Background Prostate cancer is the most diagnosed cancer in men worldwide, making up 21% of all cancer cases.1 Although this disease is slow growing, 370,000 men die from prostate cancer every year. Prostate cancer is mostly a cold tumor, lacking infiltrating immune cells.2 To switch the tumor immune microenvironment phenotype from cold to inflamed we used Prostvac, a therapeutic cancer vaccine that targets prostate-specific antigen (PSA) in monotherapy and in combination with Nivolumab, a PD1 inhibitor.
Methods Patients with localized prostate cancer were enrolled in 2 distinct clinical trials. In the 1st trial, patients received subcutaneously neoadjuvant Prostvac vaccine alone for 4 doses (NCT02153918). In the 2nd trial, patients received Prostvac and Nivolumab (NCT 02933255).
We studied the T cells infiltration in matched paired samples from pre-treatment biopsies and post-treatment Radical prostatectomy from patients enrolled in these trials (26 patients had monotherapy and 12 patients had combination therapy). Using multiplex immunofluorescence technique and opals, we immune-stained formalin fixed paraffin-embedded sections with a validated lymphocyte panel of markers that included DAPI, CD4, CD8, FOXP3, Ki67, Pan CK and PD-L1. We analyzed the data by measuring the cell densities in Invasive margin, center of the tumor and normal regions.

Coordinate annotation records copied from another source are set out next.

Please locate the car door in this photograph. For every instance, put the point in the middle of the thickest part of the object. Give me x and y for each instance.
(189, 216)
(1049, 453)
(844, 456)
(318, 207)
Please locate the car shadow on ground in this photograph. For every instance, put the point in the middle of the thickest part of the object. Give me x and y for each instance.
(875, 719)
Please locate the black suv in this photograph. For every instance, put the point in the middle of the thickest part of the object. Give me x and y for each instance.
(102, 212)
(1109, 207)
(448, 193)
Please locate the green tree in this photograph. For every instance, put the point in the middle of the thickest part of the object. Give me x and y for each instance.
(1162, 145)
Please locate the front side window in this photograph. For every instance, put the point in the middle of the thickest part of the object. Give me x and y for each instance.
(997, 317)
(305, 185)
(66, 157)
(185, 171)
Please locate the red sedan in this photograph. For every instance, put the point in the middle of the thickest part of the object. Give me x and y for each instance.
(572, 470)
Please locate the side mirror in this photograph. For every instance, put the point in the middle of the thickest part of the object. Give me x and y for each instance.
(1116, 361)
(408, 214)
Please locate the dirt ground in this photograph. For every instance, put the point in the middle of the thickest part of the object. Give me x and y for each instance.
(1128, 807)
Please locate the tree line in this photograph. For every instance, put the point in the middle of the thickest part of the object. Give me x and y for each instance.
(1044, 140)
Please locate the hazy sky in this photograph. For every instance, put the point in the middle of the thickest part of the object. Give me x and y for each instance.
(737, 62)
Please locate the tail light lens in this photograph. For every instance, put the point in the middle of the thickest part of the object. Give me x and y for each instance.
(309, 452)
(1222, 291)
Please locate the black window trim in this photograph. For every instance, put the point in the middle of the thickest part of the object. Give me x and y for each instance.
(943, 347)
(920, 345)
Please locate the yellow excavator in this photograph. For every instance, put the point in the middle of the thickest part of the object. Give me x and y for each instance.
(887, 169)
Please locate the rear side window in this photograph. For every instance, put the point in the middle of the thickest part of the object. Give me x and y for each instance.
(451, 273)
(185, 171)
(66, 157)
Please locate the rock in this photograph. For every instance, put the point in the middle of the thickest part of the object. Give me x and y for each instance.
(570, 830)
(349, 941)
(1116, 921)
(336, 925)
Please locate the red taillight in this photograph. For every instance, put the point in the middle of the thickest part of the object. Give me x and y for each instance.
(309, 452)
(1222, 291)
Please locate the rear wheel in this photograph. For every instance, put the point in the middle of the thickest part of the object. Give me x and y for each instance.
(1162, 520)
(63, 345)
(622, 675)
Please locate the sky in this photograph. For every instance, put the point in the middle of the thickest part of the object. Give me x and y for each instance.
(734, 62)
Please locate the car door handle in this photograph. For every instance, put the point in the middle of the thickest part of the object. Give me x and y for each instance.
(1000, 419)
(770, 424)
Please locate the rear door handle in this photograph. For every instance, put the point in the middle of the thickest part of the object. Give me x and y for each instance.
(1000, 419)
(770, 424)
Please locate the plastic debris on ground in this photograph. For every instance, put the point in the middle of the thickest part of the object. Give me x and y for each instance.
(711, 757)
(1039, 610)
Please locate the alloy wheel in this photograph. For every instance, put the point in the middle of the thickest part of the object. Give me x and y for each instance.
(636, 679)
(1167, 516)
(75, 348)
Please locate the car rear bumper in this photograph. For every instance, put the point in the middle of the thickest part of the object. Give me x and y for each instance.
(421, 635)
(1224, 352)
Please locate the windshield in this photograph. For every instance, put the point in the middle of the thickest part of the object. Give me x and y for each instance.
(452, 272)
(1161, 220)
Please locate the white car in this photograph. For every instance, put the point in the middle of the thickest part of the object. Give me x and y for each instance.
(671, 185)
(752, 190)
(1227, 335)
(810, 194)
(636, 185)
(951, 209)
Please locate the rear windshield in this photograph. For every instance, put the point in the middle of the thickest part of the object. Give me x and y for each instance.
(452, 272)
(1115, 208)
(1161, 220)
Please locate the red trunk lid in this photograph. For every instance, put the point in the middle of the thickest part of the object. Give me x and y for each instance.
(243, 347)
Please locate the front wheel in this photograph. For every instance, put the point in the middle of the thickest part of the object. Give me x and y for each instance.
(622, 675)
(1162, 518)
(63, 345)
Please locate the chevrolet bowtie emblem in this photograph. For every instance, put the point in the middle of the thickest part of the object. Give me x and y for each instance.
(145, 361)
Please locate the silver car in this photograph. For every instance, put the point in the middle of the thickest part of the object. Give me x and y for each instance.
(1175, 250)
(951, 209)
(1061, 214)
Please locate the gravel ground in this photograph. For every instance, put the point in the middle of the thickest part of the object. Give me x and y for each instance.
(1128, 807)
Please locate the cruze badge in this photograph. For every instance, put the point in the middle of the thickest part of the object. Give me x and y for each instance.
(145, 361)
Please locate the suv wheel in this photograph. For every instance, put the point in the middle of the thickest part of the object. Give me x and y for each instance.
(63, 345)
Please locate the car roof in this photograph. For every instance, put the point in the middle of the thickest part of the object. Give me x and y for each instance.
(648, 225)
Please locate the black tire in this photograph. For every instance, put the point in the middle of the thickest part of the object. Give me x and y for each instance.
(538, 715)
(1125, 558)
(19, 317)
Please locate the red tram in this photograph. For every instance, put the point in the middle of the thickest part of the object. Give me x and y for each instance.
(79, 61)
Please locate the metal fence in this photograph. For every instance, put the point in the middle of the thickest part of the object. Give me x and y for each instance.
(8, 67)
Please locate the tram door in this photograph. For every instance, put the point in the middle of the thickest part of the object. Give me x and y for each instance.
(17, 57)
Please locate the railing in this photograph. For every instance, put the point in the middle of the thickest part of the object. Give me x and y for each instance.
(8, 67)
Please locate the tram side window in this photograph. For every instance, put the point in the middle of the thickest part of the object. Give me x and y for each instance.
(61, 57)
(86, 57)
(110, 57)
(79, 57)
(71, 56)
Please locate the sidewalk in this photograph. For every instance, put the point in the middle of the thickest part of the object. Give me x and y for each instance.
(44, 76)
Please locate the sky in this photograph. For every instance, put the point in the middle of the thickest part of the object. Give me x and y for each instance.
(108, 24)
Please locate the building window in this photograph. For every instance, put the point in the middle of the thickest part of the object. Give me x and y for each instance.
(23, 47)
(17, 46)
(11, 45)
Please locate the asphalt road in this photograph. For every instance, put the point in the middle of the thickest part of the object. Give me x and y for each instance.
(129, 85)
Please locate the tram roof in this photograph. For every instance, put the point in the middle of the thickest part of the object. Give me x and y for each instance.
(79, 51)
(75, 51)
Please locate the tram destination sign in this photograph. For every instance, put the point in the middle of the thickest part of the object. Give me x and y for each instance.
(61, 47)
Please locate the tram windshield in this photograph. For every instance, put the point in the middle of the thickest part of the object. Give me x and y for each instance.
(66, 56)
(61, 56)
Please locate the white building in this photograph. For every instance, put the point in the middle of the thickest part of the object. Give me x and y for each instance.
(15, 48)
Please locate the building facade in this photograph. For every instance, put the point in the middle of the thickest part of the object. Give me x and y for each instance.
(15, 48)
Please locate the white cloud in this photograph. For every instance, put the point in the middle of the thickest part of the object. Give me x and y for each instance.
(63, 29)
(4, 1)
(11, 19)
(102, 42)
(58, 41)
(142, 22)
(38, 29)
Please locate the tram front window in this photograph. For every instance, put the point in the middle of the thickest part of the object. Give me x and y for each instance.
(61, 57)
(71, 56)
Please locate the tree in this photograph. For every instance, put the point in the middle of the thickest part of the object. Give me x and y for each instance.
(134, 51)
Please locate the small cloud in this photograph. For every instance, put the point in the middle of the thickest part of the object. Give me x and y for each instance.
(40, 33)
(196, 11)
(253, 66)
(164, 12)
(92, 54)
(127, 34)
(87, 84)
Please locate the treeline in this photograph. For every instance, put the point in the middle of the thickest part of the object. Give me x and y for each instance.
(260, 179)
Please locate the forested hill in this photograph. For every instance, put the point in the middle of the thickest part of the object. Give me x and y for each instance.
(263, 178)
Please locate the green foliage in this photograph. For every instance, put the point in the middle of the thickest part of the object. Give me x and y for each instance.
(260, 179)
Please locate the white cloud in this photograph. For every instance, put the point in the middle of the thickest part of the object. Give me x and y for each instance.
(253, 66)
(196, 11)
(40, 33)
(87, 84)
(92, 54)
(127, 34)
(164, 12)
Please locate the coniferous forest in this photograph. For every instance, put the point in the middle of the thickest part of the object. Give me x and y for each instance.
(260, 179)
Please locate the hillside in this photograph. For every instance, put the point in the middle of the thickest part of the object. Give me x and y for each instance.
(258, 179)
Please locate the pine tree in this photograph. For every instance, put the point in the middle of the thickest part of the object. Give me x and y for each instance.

Results In both trials and using Prostvac alone or in combination with Nivolumab, CD4 and CD8 T cells increased in the overall prostate tumor tissues, the invasive margins and the center of the tumors. These increases are more predominant and frequent in patients who received Prostvac and Nivolumab. CD4 and CD8 densities increased by at least 2-fold in 91% and 83%, respectively and in patients who received the combination therapy, whereas this increase was found in 71% and 58% in patients who received only the vaccine. Ki67 was found higher in CD8 T-cells (Mean from 2.9 cells/mm2 to 4.16 cells/mm2, p=0.09) and significantly higher in CD4 T-cells in the overall tissues (Mean from 7.63 cells/mm2 to 15.68 cells/mm2, p=0.0019) only after the combination treatment, suggesting a role of blocking PD1 in activating these lymphocytes. T-regulatory T cells were found low in all samples (average of 10 cells/mm2).
Conclusions Immunotherapy is standard therapy for many tumors, however PD-1 inhibitors as single agents have no clinical role in prostate cancer outside MSI high cancer. Combination immunotherapies could change the tumor immune-microenvironment landscape and enhance immune response by increasing T-cells activation and infiltration and therefore overcoming tumor immune evasion.
Trial Registration NCT: 02153918 and NCT: 02933255
Sung H, Ferlay J, Siegel RL, Laversanne M, Soerjomataram I, Jemal A, Bray F. Global Cancer Statistics 2020: GLOBOCAN Estimates of Incidence and Mortality Worldwide for 36 Cancers in 185 Countries. CA Cancer J Clin. 2021;71(3):209−249.
Yarchoan, M., Johnson, B., Lutz, E. et al. Targeting neoantigens to augment antitumour immunity. Nat Rev Cancer 2017; 17:209–222.
Ethics Approval The study obtained ethics approval by NIH IRB. All participants gave informed consent before taking part in these trials.